Each day while on shipboard, David wrote to Cassandra, voluminously. He found it a pleasant way of passing the hours. He described his surroundings and unfolded such of his anticipations as he felt she could best understand and with which she could sympathize, trying to explain to her what the years to come might hold for them both, and telling her always to wait with patience for his return. This could not be known definitely until he had looked into the state of his uncle's affairs – which would hereafter be his own.

Sometimes his letter contained only a review of some of the happiest hours they had spent together, as if he were placing his thoughts of those blessed days on paper, that they might be for their mutual communing. Sometimes he discoursed of the calamity he had suffered, the uselessness of his brother's death, and the cruelty and wastefulness of war. At such times he was minded to write her of the opportunity now given him to serve his country, and the power he might some day attain to promote peace and avert rash legislation.

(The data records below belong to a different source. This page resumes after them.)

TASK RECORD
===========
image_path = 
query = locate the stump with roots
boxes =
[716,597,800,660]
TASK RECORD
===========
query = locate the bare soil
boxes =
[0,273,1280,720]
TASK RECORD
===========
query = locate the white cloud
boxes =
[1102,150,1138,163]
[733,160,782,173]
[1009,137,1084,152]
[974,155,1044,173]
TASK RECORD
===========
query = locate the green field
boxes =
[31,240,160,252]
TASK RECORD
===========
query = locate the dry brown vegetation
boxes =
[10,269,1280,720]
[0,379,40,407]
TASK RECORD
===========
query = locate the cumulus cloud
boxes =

Never once did he allow an inadvertent word to slip from his pen, whereby she could suspect that she, as his wife, might be a cause of embarrassment to him, or a clog in the wheel of the chariot which from now on was to bear him triumphantly among his social friends or political enemies. Never would he disturb the sweet serenity that encompassed her. Yet well he knew what an incongruity she would appear should he present her now – as she had stood by her loom, or in the ploughed field at his side – to the company he would find in his mother's home.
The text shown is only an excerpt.